Jewelry made from agate dates back to ancient cultures in Vietnam and remains indispensible today
The custom of wearing agate jewelry dates back thousands of years; according to archaeologists, by 700 to 800 BC, from the latter half of the Bronze Age and early phases of Dong Son and Sa Huynh cultures and the pre-Oc Eo civilization, agate gems were already quite prevalent. Agate has moved on from era to era as both ancient and modern people continue to use the beautiful, shimmering stone to make their jewelry.
Archaeological findings indicate that inhabitants of Vietnam were introduced to agate from the trade and exchanges of Sa Huynh and Dong Son inhabitants with kingdoms such as India, China and Thailand. The culture with the richest sources of agate was Sa Huynh, located in modern-day central and southern Vietnam, with a record of agate necklaces that were crafted out of materials previously unseen in Vietnam.

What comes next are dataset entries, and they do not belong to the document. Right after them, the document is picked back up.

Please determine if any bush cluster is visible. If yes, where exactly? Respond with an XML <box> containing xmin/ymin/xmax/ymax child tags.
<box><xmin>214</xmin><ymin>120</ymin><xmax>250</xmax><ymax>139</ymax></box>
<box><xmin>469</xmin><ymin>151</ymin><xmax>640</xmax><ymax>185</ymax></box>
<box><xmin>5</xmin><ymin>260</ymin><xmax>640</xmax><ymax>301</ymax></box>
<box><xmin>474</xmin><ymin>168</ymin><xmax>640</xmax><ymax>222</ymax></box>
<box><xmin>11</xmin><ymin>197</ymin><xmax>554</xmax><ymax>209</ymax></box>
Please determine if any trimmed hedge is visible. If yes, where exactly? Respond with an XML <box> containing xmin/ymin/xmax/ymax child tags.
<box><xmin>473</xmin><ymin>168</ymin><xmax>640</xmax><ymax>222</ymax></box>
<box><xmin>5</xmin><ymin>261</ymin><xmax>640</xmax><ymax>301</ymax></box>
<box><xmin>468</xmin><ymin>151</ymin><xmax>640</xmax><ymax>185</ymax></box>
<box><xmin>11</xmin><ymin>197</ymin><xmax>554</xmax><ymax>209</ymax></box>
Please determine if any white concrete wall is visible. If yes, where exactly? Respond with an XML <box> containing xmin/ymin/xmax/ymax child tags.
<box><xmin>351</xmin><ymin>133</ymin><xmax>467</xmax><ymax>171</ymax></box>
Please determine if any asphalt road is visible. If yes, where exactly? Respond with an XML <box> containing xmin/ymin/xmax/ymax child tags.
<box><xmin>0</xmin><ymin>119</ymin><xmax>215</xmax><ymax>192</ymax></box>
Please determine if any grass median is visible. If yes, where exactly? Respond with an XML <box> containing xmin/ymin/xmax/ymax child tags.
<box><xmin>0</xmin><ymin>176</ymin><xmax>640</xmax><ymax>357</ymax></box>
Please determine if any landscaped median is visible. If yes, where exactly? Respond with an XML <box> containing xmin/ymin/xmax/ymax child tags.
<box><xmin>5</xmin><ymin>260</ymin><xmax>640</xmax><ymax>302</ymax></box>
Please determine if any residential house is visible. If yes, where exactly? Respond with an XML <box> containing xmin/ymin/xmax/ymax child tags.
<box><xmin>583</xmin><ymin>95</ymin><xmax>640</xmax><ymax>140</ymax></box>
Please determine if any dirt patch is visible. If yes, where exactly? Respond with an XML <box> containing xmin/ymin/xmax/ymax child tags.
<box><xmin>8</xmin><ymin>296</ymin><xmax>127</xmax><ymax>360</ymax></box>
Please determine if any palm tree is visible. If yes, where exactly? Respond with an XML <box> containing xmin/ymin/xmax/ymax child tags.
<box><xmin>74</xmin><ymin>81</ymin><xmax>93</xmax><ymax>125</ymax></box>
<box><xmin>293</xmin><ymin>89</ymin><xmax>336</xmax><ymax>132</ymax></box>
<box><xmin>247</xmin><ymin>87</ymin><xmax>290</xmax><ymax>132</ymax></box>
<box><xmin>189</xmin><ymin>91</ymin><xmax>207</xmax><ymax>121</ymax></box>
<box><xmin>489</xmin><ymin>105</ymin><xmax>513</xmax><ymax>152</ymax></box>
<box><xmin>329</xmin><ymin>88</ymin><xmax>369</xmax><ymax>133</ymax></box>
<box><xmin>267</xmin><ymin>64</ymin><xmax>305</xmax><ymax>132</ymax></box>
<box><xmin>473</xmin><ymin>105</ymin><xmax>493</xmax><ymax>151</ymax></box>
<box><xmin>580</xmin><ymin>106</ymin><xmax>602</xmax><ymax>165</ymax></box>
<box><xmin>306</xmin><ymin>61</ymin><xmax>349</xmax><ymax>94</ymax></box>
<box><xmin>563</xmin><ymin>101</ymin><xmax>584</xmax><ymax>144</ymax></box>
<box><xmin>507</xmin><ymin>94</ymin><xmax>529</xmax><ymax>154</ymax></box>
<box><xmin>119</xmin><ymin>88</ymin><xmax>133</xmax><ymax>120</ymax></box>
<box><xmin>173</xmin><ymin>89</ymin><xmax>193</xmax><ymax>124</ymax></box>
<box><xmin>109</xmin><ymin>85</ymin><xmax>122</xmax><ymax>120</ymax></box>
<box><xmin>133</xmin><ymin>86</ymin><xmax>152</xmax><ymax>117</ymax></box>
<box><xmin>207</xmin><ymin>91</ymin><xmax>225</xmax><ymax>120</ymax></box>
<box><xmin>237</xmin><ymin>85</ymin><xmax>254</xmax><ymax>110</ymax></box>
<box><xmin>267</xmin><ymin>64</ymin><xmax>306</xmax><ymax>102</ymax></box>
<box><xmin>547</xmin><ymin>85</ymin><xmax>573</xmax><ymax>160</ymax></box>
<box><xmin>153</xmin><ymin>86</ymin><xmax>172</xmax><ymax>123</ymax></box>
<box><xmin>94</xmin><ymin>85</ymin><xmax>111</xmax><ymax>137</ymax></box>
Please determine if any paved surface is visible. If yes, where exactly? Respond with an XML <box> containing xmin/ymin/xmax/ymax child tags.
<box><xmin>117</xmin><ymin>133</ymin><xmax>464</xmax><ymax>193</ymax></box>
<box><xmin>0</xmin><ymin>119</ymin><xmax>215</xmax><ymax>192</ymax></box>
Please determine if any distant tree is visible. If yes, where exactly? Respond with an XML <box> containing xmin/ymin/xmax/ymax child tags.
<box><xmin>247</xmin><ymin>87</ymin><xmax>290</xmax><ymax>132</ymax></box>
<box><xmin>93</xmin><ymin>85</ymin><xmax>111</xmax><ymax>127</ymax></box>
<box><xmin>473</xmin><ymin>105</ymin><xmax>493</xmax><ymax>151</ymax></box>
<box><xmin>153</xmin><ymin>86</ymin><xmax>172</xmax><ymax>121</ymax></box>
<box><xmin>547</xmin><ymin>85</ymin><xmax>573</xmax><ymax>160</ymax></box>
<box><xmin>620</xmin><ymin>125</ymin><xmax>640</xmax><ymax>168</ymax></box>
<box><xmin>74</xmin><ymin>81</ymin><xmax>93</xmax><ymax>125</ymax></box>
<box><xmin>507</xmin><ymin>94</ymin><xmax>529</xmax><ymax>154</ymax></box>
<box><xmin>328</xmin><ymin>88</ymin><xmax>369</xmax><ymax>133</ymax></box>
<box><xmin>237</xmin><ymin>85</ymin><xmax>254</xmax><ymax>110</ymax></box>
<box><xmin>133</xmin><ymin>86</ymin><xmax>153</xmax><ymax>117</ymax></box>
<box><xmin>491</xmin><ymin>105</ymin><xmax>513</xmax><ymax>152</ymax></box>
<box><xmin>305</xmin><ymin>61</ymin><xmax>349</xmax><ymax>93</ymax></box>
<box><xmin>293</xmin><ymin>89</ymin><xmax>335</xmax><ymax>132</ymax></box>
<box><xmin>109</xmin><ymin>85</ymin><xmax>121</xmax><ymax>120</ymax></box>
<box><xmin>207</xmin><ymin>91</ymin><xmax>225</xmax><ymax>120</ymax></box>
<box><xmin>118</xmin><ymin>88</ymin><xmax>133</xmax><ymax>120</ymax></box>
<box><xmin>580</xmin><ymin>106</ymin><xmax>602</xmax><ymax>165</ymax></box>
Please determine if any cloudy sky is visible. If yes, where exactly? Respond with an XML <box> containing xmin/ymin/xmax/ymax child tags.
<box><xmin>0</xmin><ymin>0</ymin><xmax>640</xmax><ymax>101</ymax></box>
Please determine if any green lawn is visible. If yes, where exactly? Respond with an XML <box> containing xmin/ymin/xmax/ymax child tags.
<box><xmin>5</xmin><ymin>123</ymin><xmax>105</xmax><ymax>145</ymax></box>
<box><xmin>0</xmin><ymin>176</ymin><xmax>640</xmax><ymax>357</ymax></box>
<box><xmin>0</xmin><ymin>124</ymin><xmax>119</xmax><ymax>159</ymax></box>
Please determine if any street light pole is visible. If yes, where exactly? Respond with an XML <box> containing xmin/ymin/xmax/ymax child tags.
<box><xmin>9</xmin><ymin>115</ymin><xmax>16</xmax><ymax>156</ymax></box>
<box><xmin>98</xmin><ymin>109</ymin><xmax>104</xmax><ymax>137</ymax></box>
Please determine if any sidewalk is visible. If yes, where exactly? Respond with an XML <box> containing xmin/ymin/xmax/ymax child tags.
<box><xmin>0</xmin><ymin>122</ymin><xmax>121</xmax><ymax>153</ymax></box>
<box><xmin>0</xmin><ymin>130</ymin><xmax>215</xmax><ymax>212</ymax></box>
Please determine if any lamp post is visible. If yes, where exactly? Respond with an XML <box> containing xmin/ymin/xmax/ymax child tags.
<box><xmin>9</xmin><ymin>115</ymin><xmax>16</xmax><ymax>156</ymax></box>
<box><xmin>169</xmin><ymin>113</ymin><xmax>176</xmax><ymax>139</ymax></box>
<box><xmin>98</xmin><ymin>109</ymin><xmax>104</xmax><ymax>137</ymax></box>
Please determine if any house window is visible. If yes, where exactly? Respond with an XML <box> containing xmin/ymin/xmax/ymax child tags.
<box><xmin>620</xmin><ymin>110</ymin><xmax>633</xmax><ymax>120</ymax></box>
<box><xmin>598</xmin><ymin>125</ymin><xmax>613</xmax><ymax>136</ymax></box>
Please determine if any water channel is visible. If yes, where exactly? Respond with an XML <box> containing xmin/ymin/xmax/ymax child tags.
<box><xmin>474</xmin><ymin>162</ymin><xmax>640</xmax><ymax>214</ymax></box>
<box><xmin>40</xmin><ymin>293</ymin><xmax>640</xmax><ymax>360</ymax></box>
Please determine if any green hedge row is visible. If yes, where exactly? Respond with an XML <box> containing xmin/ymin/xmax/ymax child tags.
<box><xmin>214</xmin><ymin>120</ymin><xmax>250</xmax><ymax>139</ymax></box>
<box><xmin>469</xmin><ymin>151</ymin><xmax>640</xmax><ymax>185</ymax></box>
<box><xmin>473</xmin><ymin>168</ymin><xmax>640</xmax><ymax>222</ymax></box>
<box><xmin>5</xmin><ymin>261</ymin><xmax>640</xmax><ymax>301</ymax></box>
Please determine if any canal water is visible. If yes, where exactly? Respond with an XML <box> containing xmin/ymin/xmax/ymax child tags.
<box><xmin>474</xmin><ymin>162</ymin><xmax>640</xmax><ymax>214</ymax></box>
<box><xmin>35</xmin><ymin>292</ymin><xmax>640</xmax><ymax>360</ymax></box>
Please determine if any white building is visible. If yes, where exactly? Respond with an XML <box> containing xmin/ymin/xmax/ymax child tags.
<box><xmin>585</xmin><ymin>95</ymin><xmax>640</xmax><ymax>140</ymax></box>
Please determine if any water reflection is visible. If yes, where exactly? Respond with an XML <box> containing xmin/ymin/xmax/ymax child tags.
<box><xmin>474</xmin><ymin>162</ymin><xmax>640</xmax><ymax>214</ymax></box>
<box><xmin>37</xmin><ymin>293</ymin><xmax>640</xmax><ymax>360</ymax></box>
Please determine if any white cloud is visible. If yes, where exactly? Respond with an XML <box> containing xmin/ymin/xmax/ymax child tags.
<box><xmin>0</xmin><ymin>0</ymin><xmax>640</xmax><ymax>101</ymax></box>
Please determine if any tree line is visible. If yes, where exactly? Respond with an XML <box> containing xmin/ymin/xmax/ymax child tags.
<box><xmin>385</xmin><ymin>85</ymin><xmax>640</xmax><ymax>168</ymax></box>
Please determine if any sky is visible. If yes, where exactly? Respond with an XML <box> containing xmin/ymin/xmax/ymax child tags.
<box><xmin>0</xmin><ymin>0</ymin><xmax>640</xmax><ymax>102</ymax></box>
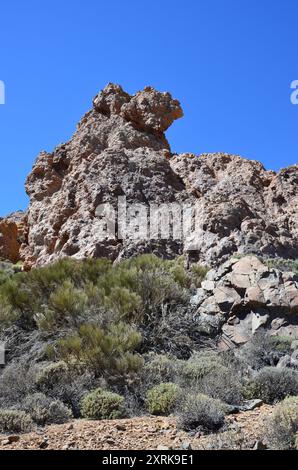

Sa Huynh people had highly evolved aesthetic tastes, craftsmanship skills and a flair for beauty. They dwelled in an area comprising present-day Quang Nam and Quang Ngai, with early exposure to the outside world demonstrated by excavations in Lai Nghi (Dien Ban, Quang Nam). Here, among funeral offerings and jewelry of gemstone and glass, were found hundreds of agate necklaces, including two unique artifacts: an agate necklace carved with a water bird and another necklace featuring a tiger. According to archaeologists, both are among the rarest artifacts from all sites of the early Iron Age in Southeast Asia.
Archeological results also indicate that some mountainous districts of Quang Nam, including Nam Giang and Dong Giang, which are the main region of the Co Tu ethnic group, show evidence of the Sa Huynh culture. Archaeologists exhumed relics of Sa Huynh inhabitants in this region, finding relics dating back to around 2,000 years ago. These archaeological relics of Sa Huynh culture were distributed all over the homeland of Co Tu dwellers and the abundance of agate jewelry owned by these native people indicate that the Co Tu people kept long-standing ties with the Champa, who were the successors to the Sa Huynh. Despite the millennia gone by since Sa Huynh culture has disappeared, the beauty of their agate jewelry remains undeniable
Today, agate remains an indispensable material for jewelry and other crafts of ethnic minorities who dwell in the Truong Son-Central Highlands region such as Co Tu, Ta Oi, Bru-Van Kieu and Hre. Tied into necklaces, several little beads are usually added between two agate beads with mingled colors of black, red, white and green. The shapes of agate necklaces have remained unchanged over time, including spherical, oval, vertebral, rhombic and flat agate pieces; in particular, rhombic shapes result in colorful agate necklaces that resemble those made by Sa Huynh inhabitants thousands of years ago. However, you also may check the cultural symbol of Japan out
For the Co Tu people, agate is the most valuable jewelry of all, worn by women of all ages. Agate is also a must-have offering in weddings. Agate represents beauty, and the desire for affluence, wealth and peace. As a result, agate patterns are quite prevalent in costumes, adornments of nêu trees, ritual pillars or traditional communal stilt houses (guol).
The tradition of ancient jewelry has been passed on to generations of ethnic groups in the Truong Son Mountains, which enriches their legacies of fashion and decoration and tells the story of their long aesthetic histories.